The party seems to have firmed up its stand after inputs from the state unit which indicate any position to the contrary may cost BJP in the plains.
For a national party, especially one trying to find a toehold in the West Bengal politics, it is an unenviable situation. Any polarisation which pitches Hills vs the plains practically translates to 1.8 million Nepali speaking people versus 90 million Bangla speakers; 1 Lok Sabha seat as against 41 seats; a mere half a dozen Assembly segments vs 294 in the rest of the state.
BJP has been in the last two years attempting to expand its political footprint in the state to emerge as the main opposition to the ruling TMC.
Any stand in favour of Gorkhaland may jeopardize party’s plans for the eastern state where it aims to pick seats in the next general elections as a part of larger strategy to offset any losses in provinces where it has already peaked.

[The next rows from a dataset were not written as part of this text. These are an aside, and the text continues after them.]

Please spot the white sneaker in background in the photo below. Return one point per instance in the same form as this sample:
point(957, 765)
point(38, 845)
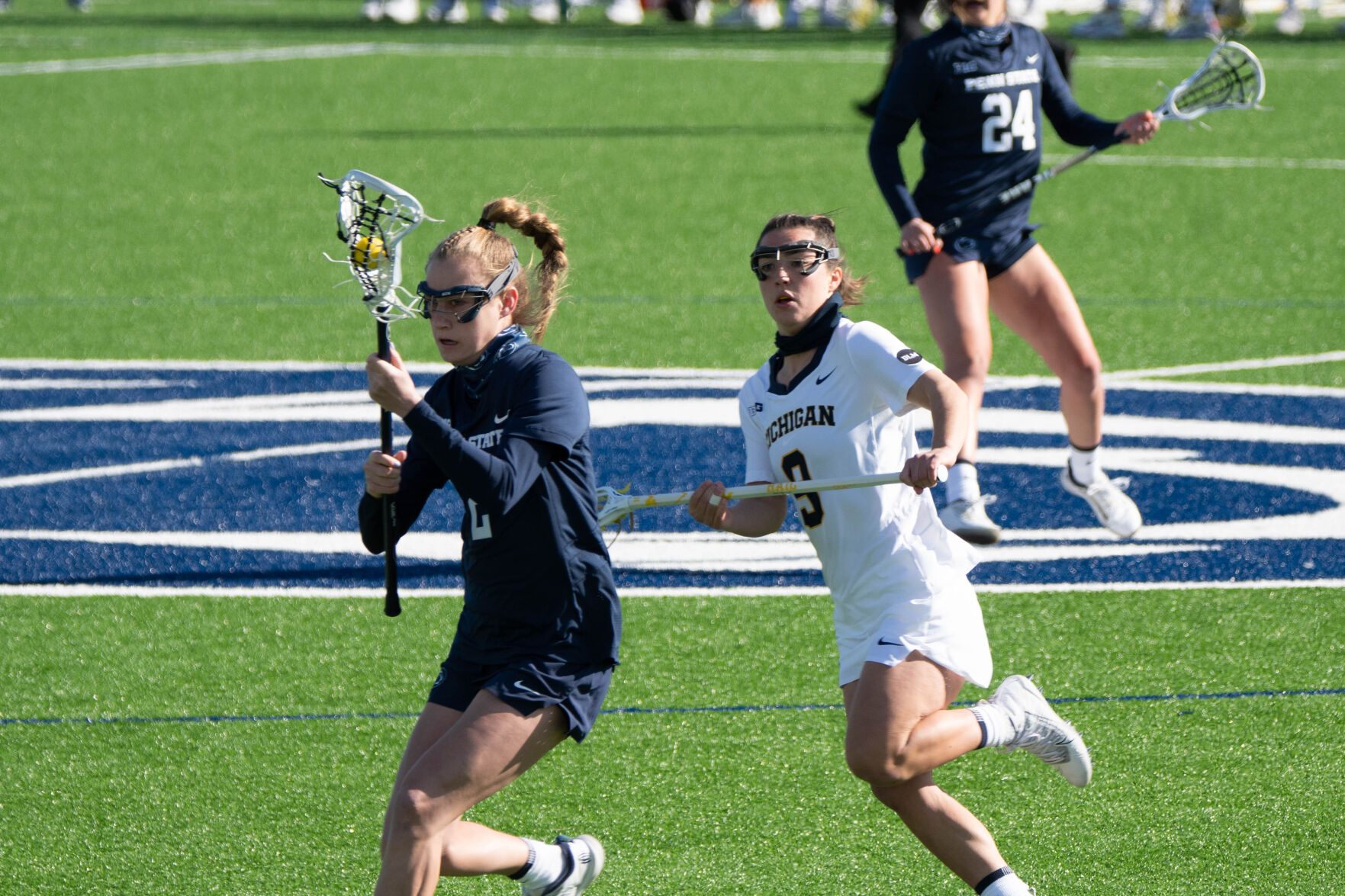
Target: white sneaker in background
point(1290, 23)
point(448, 11)
point(1103, 26)
point(401, 11)
point(969, 521)
point(1158, 19)
point(1041, 731)
point(1196, 28)
point(544, 12)
point(626, 12)
point(1108, 501)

BJP leaders, however, insist that opposition to the division of West Bengal is based on a considered view of the geo-political position of the districts abutting three international borders.
“Also it comprises sub-division of a few districts. As a state it may not be viable,” says another BJP leader.
The party though is open to granting further autonomy to the region with ‘Karbi-Anglong Model’ of Assam as one of the options.
Gorkhaland Janmukti Morcha (GJM) which is leading the separate statehood movement is a long-standing ally of the BJP. BJP MP and Union minister S S Ahluwalia won last Lok Sabha election from Darjeeling with GJM support. So did former Finance Minister Jaswant Singh in 2009.
In its manifesto for 2014 general elections, BJP stated it will “sympathetically examine and appropriately consider the long-pending demands of the Gorkhas, the Adivasis and other people of Darjeeling district and the Dooars region; of the Kamtapuri, Rajbongshi and other people of North Bengal (including recognition of their language)”.